Dikutip dari buku Gue Bukan Superman, Miriam Adderholdt, Ph.D. dan Jan Goldberg.

Ketika seniman ulung Daedalus dan putranya, Icarus, ditahan di labirin oleh Raja Minos dari Kreta, Daedalus berusaha keras untuk bisa kabur. Bertahun-tahun dia kumpulkan bulu-bulu burung yang jatuh ketika melintas di atas labirin. Lalu, dia bikin rangka dari kayu dan menempelkan bulu-bulu tersebut ke rangka dengan lilin dan benang ikat. Dia juga bikin sepasang sayap buat dirinya sendiri dan sepasang lagi buat putranya. Ketika membantu Icarus mengikat sayapnya, dia memperingatkan Icarus agar menjaga jarak dengan laut – tidak terbang terlalu dekat dengan matahari yang panas atau terlalu dekat dengan laut yang lembap.

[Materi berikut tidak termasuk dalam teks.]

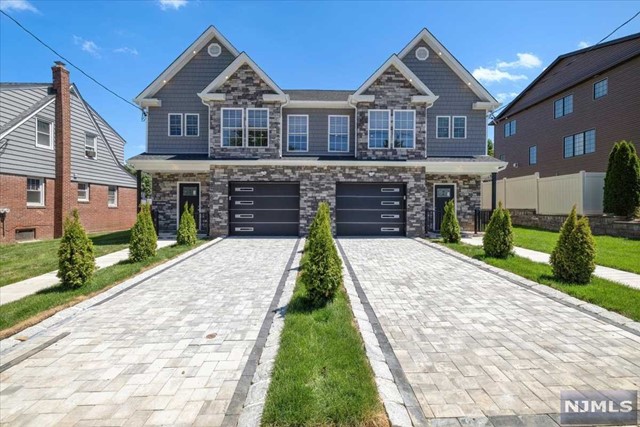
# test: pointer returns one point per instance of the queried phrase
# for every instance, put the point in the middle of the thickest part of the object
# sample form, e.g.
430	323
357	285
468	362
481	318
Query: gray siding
319	130
179	95
456	99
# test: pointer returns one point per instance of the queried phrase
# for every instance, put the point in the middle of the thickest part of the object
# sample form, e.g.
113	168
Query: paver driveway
475	345
143	357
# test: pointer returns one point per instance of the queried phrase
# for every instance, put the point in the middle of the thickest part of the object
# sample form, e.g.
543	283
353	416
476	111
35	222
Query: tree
622	181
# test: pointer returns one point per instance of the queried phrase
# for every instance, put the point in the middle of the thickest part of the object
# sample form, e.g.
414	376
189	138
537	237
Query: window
563	106
442	124
580	143
90	146
44	134
175	124
404	132
533	155
339	133
257	127
232	129
112	196
600	88
192	124
83	192
510	128
379	128
460	127
35	191
298	133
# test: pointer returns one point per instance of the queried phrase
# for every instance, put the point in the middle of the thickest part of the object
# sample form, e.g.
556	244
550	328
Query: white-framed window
258	127
460	127
112	196
90	146
404	128
44	133
175	124
338	134
297	132
192	124
443	126
600	88
35	191
379	128
83	192
232	129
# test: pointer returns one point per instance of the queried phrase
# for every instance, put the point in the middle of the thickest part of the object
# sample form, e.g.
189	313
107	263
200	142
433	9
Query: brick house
255	159
57	154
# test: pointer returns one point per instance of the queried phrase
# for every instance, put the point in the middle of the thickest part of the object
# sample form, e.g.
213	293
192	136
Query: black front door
189	193
444	193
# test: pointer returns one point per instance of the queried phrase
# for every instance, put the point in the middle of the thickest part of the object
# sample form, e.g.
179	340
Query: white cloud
17	5
172	4
490	75
525	60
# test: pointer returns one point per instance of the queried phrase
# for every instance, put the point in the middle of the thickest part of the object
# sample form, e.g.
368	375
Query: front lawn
22	261
321	374
604	293
20	314
614	252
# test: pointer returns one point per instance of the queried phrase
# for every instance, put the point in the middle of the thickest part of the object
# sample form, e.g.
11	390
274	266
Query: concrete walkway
624	277
18	290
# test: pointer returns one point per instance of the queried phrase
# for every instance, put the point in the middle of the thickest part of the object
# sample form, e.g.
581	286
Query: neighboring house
568	119
57	154
255	159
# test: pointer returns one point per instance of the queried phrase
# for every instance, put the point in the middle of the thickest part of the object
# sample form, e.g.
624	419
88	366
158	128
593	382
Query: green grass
51	299
20	261
614	252
321	375
604	293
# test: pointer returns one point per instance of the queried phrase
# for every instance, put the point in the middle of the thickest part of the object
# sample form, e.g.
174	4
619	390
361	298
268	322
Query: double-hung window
257	127
297	132
339	133
35	191
404	128
232	127
379	128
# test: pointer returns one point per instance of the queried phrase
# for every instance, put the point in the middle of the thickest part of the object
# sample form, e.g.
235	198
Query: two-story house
56	154
225	137
568	119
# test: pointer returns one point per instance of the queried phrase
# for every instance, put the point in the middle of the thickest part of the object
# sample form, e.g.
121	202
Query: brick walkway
144	357
475	345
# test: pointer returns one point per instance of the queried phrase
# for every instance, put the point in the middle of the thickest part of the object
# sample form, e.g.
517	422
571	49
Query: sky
301	45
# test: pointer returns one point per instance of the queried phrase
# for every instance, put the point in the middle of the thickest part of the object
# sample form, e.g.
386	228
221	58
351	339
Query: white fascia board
209	34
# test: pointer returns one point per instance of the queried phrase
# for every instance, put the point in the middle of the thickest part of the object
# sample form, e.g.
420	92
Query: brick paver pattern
144	358
476	345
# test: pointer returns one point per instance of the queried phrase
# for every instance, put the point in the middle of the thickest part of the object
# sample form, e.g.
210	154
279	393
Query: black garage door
264	208
370	209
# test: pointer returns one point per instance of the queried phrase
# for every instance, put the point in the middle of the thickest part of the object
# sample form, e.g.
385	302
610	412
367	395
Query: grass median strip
604	293
20	314
321	374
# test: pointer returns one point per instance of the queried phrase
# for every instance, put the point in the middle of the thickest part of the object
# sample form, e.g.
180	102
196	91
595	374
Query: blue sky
323	45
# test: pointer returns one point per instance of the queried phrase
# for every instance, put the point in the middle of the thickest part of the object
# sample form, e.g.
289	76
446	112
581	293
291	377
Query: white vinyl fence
554	195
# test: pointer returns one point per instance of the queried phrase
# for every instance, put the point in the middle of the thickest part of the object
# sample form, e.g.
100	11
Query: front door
443	193
189	193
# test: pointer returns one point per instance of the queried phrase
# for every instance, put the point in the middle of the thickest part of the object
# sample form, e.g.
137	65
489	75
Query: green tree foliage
144	240
622	182
187	231
450	228
498	237
573	258
76	258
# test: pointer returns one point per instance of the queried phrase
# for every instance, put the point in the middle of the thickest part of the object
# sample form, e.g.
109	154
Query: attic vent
422	53
214	49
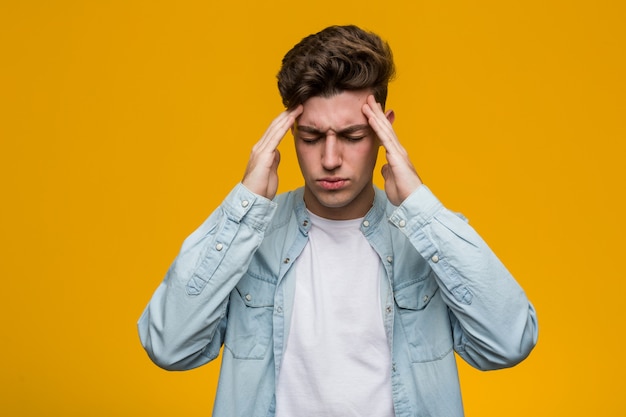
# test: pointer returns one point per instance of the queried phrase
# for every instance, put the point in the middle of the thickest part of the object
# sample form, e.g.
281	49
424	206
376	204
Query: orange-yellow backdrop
123	123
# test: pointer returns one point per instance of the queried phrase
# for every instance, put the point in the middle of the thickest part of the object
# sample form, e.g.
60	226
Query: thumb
385	171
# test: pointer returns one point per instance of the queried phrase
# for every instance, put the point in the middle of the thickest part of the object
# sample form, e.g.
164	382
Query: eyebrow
346	131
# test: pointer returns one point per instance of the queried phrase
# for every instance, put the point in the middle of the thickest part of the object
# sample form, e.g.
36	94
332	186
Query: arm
493	323
183	325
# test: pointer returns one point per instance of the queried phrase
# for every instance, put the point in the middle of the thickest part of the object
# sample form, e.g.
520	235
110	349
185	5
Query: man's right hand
261	176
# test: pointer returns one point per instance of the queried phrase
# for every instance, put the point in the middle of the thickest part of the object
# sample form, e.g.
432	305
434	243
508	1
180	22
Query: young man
336	299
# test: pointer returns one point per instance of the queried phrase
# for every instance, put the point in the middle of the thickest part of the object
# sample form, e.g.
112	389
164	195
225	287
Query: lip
332	183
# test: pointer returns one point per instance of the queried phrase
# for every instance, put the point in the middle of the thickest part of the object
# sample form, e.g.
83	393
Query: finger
382	126
278	128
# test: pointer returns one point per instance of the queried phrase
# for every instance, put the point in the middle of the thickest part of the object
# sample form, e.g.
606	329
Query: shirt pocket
250	315
424	318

Ketika mereka berdua terbang melintasi udara di atas lautan menuju kebebasan, Icarus seperti tidak pernah merasakan kegembiraan semacam itu. Sayapnya membawanya melintasi ombak tanpa kesulitan. Merasa kuat, dia terbang lebih tinggi dan semakin tinggi ke tempat yang bisa melihat seluruh dunia dengan lebih jelas. Ah, kenapa tidak terbang lebih tinggi lagi? Dua meter, tujuh meter, dua puluh meter…

Daedalus berteriak padanya, tapi Icarus mengabaikannya. Lalu, terjadilah tragedi : lilin di sayap meleleh, sayap Icarus rontok, dan dia jatuh ke laut seperti batu.